Particularly noble are cut pralines. To make them, roll out pistachio marzipan to a thickness of 5 mm and spread a slightly firmer chocolate ganache (100 g cream, 100 g couverture) on it. Once the ganache has set in the refrigerator, spread a little couverture on the marzipan side and cut it into pieces of the same size. The chocolates are covered with a thin layer of couverture with the help of a treading fork. Finally, the praline can be decorated with a whole or halved pistachio on baking paper.

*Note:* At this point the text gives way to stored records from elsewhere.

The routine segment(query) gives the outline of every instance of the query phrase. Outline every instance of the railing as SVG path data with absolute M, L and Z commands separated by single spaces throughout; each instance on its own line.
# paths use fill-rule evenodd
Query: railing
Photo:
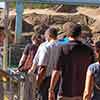
M 42 100 L 37 94 L 34 75 L 13 75 L 12 69 L 9 69 L 2 71 L 0 76 L 0 100 Z

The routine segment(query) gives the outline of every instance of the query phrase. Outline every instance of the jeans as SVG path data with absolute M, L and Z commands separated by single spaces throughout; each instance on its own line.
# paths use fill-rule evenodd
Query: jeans
M 42 100 L 48 100 L 48 89 L 50 87 L 50 80 L 51 77 L 46 77 L 39 89 L 39 93 L 42 96 Z M 58 87 L 59 87 L 59 82 L 57 83 L 57 86 L 55 88 L 56 98 L 58 93 Z

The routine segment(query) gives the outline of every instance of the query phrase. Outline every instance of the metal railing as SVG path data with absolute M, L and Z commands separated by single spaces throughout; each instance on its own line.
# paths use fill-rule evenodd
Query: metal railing
M 7 72 L 2 71 L 1 76 L 0 100 L 42 100 L 37 94 L 34 75 L 14 75 L 12 69 L 9 69 Z

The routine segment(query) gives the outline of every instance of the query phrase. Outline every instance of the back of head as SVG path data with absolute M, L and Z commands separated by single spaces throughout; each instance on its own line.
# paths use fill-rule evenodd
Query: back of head
M 45 31 L 48 29 L 48 25 L 46 24 L 40 24 L 40 25 L 36 25 L 34 27 L 34 32 L 37 34 L 42 34 L 44 35 Z
M 33 34 L 31 37 L 32 42 L 34 41 L 36 44 L 41 44 L 43 39 L 40 34 Z
M 96 50 L 100 52 L 100 41 L 95 43 Z
M 81 25 L 67 22 L 63 25 L 64 32 L 71 37 L 78 37 L 81 34 Z
M 46 34 L 51 38 L 56 38 L 58 34 L 58 30 L 55 27 L 50 27 L 46 30 Z

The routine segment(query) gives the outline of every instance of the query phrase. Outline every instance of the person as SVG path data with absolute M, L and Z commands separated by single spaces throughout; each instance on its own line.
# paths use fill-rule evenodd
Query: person
M 39 34 L 33 34 L 31 37 L 32 43 L 28 43 L 25 46 L 22 57 L 19 61 L 19 66 L 17 69 L 12 70 L 8 69 L 8 73 L 16 76 L 17 79 L 24 78 L 24 91 L 23 91 L 23 99 L 24 100 L 33 100 L 35 98 L 35 78 L 34 75 L 28 75 L 28 70 L 32 67 L 32 61 L 36 54 L 36 51 L 39 45 L 42 43 L 42 38 Z M 24 75 L 24 76 L 23 76 Z M 23 88 L 23 87 L 21 87 Z
M 100 41 L 95 43 L 97 62 L 87 69 L 83 100 L 100 100 Z
M 0 27 L 0 68 L 3 68 L 3 41 L 5 39 L 4 27 Z
M 54 66 L 48 100 L 55 99 L 55 85 L 61 77 L 57 100 L 82 100 L 87 66 L 94 62 L 94 52 L 79 41 L 81 26 L 71 23 L 69 42 L 60 48 L 57 65 Z
M 31 41 L 32 43 L 27 44 L 23 51 L 23 54 L 20 59 L 19 66 L 18 66 L 18 69 L 16 70 L 16 73 L 27 72 L 32 66 L 33 58 L 36 54 L 36 51 L 39 45 L 42 43 L 42 38 L 39 34 L 33 34 Z M 32 59 L 29 59 L 30 64 L 28 64 L 28 57 L 32 58 Z
M 46 69 L 46 74 L 44 79 L 39 87 L 40 94 L 43 100 L 48 100 L 48 88 L 50 84 L 50 78 L 53 66 L 56 65 L 59 47 L 57 43 L 57 29 L 55 27 L 50 27 L 45 32 L 46 42 L 42 43 L 33 60 L 33 66 L 29 73 L 34 71 L 34 69 L 38 66 L 38 74 L 39 69 L 41 71 Z M 42 78 L 42 75 L 41 75 Z M 40 78 L 40 79 L 41 79 Z M 56 90 L 57 91 L 57 90 Z

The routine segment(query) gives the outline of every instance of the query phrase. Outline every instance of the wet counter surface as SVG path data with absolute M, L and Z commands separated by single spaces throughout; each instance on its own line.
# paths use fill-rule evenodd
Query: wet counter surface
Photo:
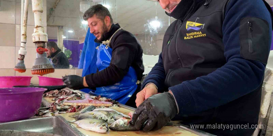
M 52 102 L 51 101 L 52 98 L 44 98 L 49 102 Z M 112 107 L 119 112 L 128 115 L 130 112 L 133 112 L 132 110 L 129 110 L 123 108 L 116 107 Z M 75 114 L 75 113 L 68 113 L 65 114 L 61 114 L 58 115 L 64 118 L 67 121 L 70 121 L 74 119 L 73 117 L 69 116 Z M 75 124 L 71 123 L 75 127 L 76 126 Z M 105 136 L 109 135 L 113 136 L 198 136 L 199 135 L 206 136 L 207 135 L 197 135 L 189 131 L 187 131 L 181 129 L 178 126 L 167 126 L 163 127 L 162 129 L 155 131 L 150 131 L 147 132 L 144 132 L 142 131 L 112 131 L 109 129 L 109 131 L 106 133 L 98 133 L 84 130 L 81 128 L 76 127 L 80 132 L 86 136 Z

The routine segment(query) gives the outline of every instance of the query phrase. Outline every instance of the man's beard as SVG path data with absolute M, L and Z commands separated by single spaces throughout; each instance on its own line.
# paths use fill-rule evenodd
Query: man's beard
M 99 39 L 97 38 L 98 40 L 100 42 L 101 42 L 103 40 L 104 40 L 104 34 L 106 32 L 108 32 L 107 30 L 108 29 L 107 28 L 107 26 L 106 26 L 106 25 L 104 23 L 104 21 L 103 21 L 102 22 L 103 23 L 103 26 L 101 30 L 102 32 L 101 34 L 101 38 Z

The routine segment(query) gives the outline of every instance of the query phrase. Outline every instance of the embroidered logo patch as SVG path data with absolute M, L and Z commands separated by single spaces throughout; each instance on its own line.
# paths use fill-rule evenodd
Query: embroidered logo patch
M 198 19 L 199 19 L 199 18 L 197 18 L 195 22 L 191 21 L 187 21 L 187 23 L 186 24 L 186 29 L 187 29 L 187 31 L 189 31 L 191 29 L 198 31 L 201 29 L 201 28 L 203 29 L 204 28 L 205 24 L 202 24 L 196 23 L 196 21 Z

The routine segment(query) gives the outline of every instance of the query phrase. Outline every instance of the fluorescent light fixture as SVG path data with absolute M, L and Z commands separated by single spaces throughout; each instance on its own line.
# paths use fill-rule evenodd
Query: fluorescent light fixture
M 90 7 L 90 2 L 87 0 L 83 0 L 80 2 L 80 11 L 84 13 Z
M 154 29 L 156 29 L 160 27 L 160 23 L 157 20 L 155 20 L 150 22 L 150 26 Z
M 103 6 L 106 7 L 106 8 L 108 8 L 111 7 L 109 5 L 104 5 Z
M 82 21 L 82 23 L 83 24 L 88 24 L 88 23 L 86 21 L 83 20 Z

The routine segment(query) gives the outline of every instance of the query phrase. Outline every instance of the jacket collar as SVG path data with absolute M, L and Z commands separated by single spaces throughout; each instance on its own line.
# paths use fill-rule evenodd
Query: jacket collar
M 189 14 L 195 12 L 197 8 L 200 7 L 201 5 L 199 4 L 201 2 L 204 1 L 205 0 L 182 0 L 172 13 L 165 13 L 175 19 L 184 20 Z
M 102 41 L 109 40 L 114 33 L 120 28 L 120 26 L 118 23 L 116 23 L 115 24 L 114 23 L 112 24 L 109 31 L 103 34 L 101 38 L 101 40 L 98 40 L 96 38 L 95 40 L 95 42 L 101 43 Z

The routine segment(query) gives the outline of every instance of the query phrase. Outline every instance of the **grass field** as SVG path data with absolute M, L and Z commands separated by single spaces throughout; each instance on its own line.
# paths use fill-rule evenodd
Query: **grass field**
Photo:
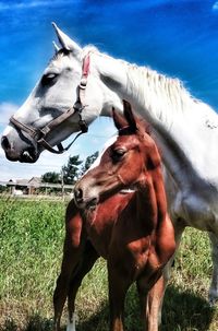
M 0 330 L 52 330 L 52 292 L 62 257 L 64 210 L 62 201 L 0 199 Z M 218 330 L 218 309 L 206 300 L 210 274 L 207 235 L 187 228 L 165 296 L 162 331 Z M 76 331 L 108 330 L 102 259 L 84 279 L 76 308 Z M 138 311 L 132 286 L 125 308 L 128 331 L 142 330 Z

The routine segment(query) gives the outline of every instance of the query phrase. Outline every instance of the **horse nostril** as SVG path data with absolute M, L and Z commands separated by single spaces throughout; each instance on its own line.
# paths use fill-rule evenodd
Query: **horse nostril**
M 10 142 L 5 135 L 1 138 L 1 146 L 3 150 L 10 150 L 11 147 Z
M 74 189 L 74 197 L 76 201 L 83 200 L 83 190 L 82 189 Z

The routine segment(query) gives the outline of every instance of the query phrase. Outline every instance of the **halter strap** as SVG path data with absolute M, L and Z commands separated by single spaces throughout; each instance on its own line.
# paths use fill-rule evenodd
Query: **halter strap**
M 82 118 L 82 111 L 87 106 L 85 105 L 85 90 L 87 85 L 87 78 L 89 74 L 89 54 L 83 60 L 83 69 L 82 69 L 82 78 L 80 85 L 77 87 L 77 99 L 73 107 L 69 108 L 66 111 L 51 120 L 47 126 L 41 129 L 35 129 L 32 126 L 27 126 L 15 119 L 13 116 L 10 118 L 10 122 L 17 129 L 26 132 L 32 139 L 34 139 L 38 144 L 43 145 L 46 150 L 55 154 L 62 154 L 63 152 L 68 151 L 74 141 L 83 133 L 88 131 L 88 126 L 86 121 Z M 58 150 L 53 149 L 47 141 L 46 137 L 50 131 L 56 129 L 59 125 L 63 121 L 69 119 L 70 117 L 74 116 L 75 114 L 78 115 L 78 126 L 81 131 L 75 135 L 71 143 L 68 144 L 66 147 L 63 147 L 61 143 L 57 144 Z

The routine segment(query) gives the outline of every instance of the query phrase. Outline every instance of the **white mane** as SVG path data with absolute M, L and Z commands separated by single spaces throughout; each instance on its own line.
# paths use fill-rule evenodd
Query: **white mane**
M 82 59 L 88 54 L 112 60 L 109 55 L 100 52 L 93 45 L 83 48 Z M 148 111 L 153 109 L 156 117 L 168 127 L 171 126 L 173 118 L 179 114 L 190 113 L 191 110 L 197 111 L 199 106 L 205 118 L 204 122 L 213 123 L 213 126 L 215 123 L 217 127 L 217 115 L 214 115 L 208 105 L 194 98 L 181 80 L 170 78 L 148 67 L 140 67 L 121 59 L 116 61 L 126 70 L 128 93 L 132 94 L 133 99 L 140 101 L 140 104 L 144 105 L 144 108 Z

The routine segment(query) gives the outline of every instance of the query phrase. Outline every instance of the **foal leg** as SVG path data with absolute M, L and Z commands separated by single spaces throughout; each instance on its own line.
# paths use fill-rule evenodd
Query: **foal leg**
M 123 331 L 124 300 L 131 282 L 108 263 L 110 331 Z
M 177 220 L 174 223 L 174 238 L 175 238 L 175 245 L 177 245 L 175 252 L 180 246 L 180 241 L 181 241 L 184 228 L 185 228 L 184 223 L 180 220 Z M 140 294 L 141 303 L 143 306 L 144 320 L 146 321 L 147 318 L 150 318 L 150 316 L 152 316 L 150 321 L 145 322 L 145 330 L 153 331 L 152 327 L 150 327 L 152 329 L 146 329 L 146 328 L 148 328 L 149 324 L 154 323 L 154 321 L 157 322 L 157 326 L 160 326 L 160 323 L 161 323 L 162 302 L 164 302 L 167 283 L 170 279 L 171 265 L 174 260 L 174 256 L 175 256 L 175 253 L 165 265 L 162 276 L 157 281 L 157 283 L 153 286 L 153 288 L 148 293 L 146 291 L 146 287 L 144 288 L 144 294 L 143 294 L 142 285 L 138 287 L 138 294 Z M 148 305 L 148 307 L 147 307 L 147 305 Z M 153 305 L 154 305 L 154 307 L 153 307 Z M 144 307 L 147 307 L 147 308 L 144 308 Z M 149 314 L 149 311 L 152 311 L 152 314 Z M 154 314 L 154 317 L 153 317 L 153 314 Z M 156 330 L 156 329 L 154 329 L 154 330 Z
M 211 259 L 213 259 L 213 279 L 209 287 L 209 304 L 213 306 L 218 300 L 218 238 L 215 234 L 209 233 L 211 245 Z
M 93 265 L 95 264 L 98 258 L 99 255 L 97 253 L 93 245 L 87 240 L 85 248 L 83 250 L 80 268 L 78 270 L 76 270 L 76 273 L 73 273 L 70 281 L 69 293 L 68 293 L 69 321 L 68 321 L 66 331 L 75 331 L 74 311 L 75 311 L 76 293 L 78 291 L 78 287 L 81 286 L 84 276 L 90 271 L 90 269 L 93 268 Z
M 85 244 L 85 234 L 82 236 L 83 221 L 77 213 L 77 209 L 71 201 L 66 209 L 65 216 L 65 239 L 63 246 L 63 259 L 61 273 L 57 280 L 57 286 L 53 293 L 55 309 L 55 330 L 60 330 L 60 319 L 63 306 L 68 296 L 69 285 L 72 272 L 75 272 L 83 252 Z M 82 239 L 82 237 L 84 237 Z
M 136 283 L 142 305 L 144 330 L 158 331 L 159 310 L 161 309 L 165 294 L 164 276 L 161 275 L 158 279 L 148 293 L 146 283 L 144 283 L 143 279 L 140 279 Z

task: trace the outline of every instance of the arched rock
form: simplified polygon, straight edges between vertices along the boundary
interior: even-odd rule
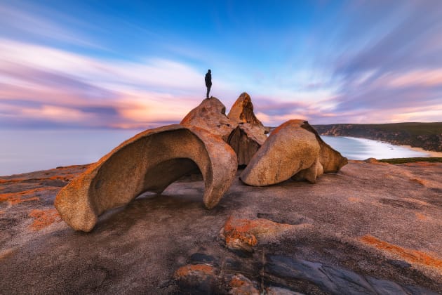
[[[170,125],[143,131],[93,164],[57,195],[62,218],[76,230],[91,231],[107,210],[137,196],[163,192],[170,183],[199,168],[208,209],[229,189],[236,172],[236,156],[206,130]]]

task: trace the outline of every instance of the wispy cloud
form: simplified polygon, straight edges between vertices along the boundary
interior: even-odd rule
[[[130,36],[147,32],[145,39],[154,37],[158,47],[156,54],[130,58],[104,54],[115,48],[88,34],[110,27],[36,4],[0,4],[1,126],[178,122],[203,98],[208,64],[213,93],[229,109],[248,92],[266,125],[296,118],[312,124],[440,121],[438,1],[352,2],[319,13],[307,29],[290,25],[247,36],[250,23],[241,34],[229,26],[234,36],[218,34],[210,44],[175,32],[161,37],[128,20],[121,24],[136,31]],[[176,38],[166,41],[170,36]],[[158,53],[163,48],[166,53]]]

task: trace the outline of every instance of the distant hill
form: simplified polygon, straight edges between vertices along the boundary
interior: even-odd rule
[[[319,134],[352,136],[442,152],[442,122],[314,125]]]

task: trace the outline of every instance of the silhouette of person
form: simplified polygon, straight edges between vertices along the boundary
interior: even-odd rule
[[[207,71],[204,79],[206,80],[206,87],[207,87],[206,98],[208,98],[208,93],[210,92],[210,87],[212,87],[212,72],[210,70]]]

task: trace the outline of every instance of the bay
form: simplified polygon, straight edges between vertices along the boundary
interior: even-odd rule
[[[93,163],[141,130],[1,130],[0,175]],[[429,157],[402,146],[364,138],[322,136],[351,159]]]

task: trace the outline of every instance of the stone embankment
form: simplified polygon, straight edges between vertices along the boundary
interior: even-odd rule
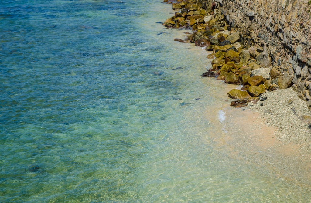
[[[215,76],[227,83],[243,85],[242,91],[228,93],[230,97],[243,100],[238,101],[238,106],[264,99],[259,95],[266,90],[292,86],[311,107],[311,2],[170,2],[176,12],[164,25],[192,28],[194,32],[188,39],[175,40],[195,43],[213,51],[207,57],[214,58],[212,67],[202,76]],[[270,77],[253,75],[252,71],[260,68],[269,68]]]

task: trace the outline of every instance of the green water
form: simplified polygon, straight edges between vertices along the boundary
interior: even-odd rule
[[[0,202],[309,201],[215,141],[224,85],[170,5],[0,4]]]

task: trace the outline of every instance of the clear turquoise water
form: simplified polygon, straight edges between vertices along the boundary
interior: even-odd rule
[[[2,1],[0,202],[309,201],[215,141],[223,85],[173,41],[184,31],[156,23],[170,7]]]

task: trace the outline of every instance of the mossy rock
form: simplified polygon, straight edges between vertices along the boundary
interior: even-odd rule
[[[242,99],[251,97],[247,92],[237,89],[233,89],[229,91],[227,93],[229,97],[232,99]]]
[[[225,79],[225,82],[229,84],[239,85],[240,81],[238,76],[232,72],[230,72],[227,75]]]
[[[270,87],[272,85],[271,80],[270,79],[267,80],[263,83],[263,85],[265,85],[265,87],[268,90],[270,89]]]
[[[259,85],[263,84],[265,81],[266,80],[262,76],[254,76],[247,80],[249,85],[254,86],[258,86]]]
[[[258,97],[266,92],[266,87],[263,85],[259,86],[251,86],[248,88],[248,93],[252,97]]]
[[[220,71],[220,73],[219,74],[219,75],[218,76],[218,77],[217,77],[217,80],[225,80],[229,73],[225,71]]]
[[[225,56],[225,52],[219,51],[215,53],[215,57],[216,58],[220,57],[222,56]]]
[[[233,50],[230,49],[226,53],[226,57],[232,60],[234,58],[239,58],[239,53],[235,52]]]
[[[221,71],[225,71],[227,72],[229,72],[231,71],[231,70],[233,68],[234,65],[232,64],[225,64],[221,67],[220,69],[220,70]]]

For nutty macarons, make a very simple buttercream using 90 g softened butter and 60 g powdered sugar. To do this, beat both together until fluffy. Now you need to mix the pistachios until you get a nice paste. You will need 120 g of this paste. Together with a few finely chopped pistachios, the paste is added to the buttercream, stirred in and refrigerated. Already you can complete your macarons with a delicious filling.
To bring the delicious pistachio flavor into your tarts and éclairs, about 120 g of pistachios must be mashed until a nice paste is formed. This paste is stirred into 300 g of ready vanilla cream. You can find the recipe for the vanilla cream here . According to your own taste, you can also add some pistachio pieces. Thus, the filling can be injected into the éclairs or the cake with a piping bag.
Instead of simple salted pistachios, you could also make delicious spiced nibbles. Mix the pistachios with very little vegetable oil, salt and other spices. According to your own taste, you can add, for example, chili, paprika or a little pepper to the mixture. On a baking tray covered with baking paper, roast the pistachios in the oven at 150 °C. Keep stirring lightly with a wooden spoon to prevent the nuts from burning. After 10 to 15 minutes, the delicious nibbles are ready to be eaten.
Energiewert in kJ | 2545 kJ |
Energiewert in kcal | 615 kcal |
Fett | 52.00 g |
davon gesättigte Fettsäuren | 6.30 g |
davon ungesättigte Fettsäuren | 35.00 g |
davon mehrfach ungesättigte Fettsäuren | 7.70 g |
Protein/ Eiweiss | 21.00 g |
Salz | 0.00 g |
Kohlenhydrate | 12.00 g |
davon Zucker | 2.30 g |
Ballaststoffe | 11.00 g |
Natrium | 0.01 mg |
Allergens
Shelled pistachios are still difficult to find, but are very popular especially in the dessert sector. The pistachios are suitable as decoration for chocolates and delicious desserts such as éclairs or macarons or give an exotic touch to various fillings.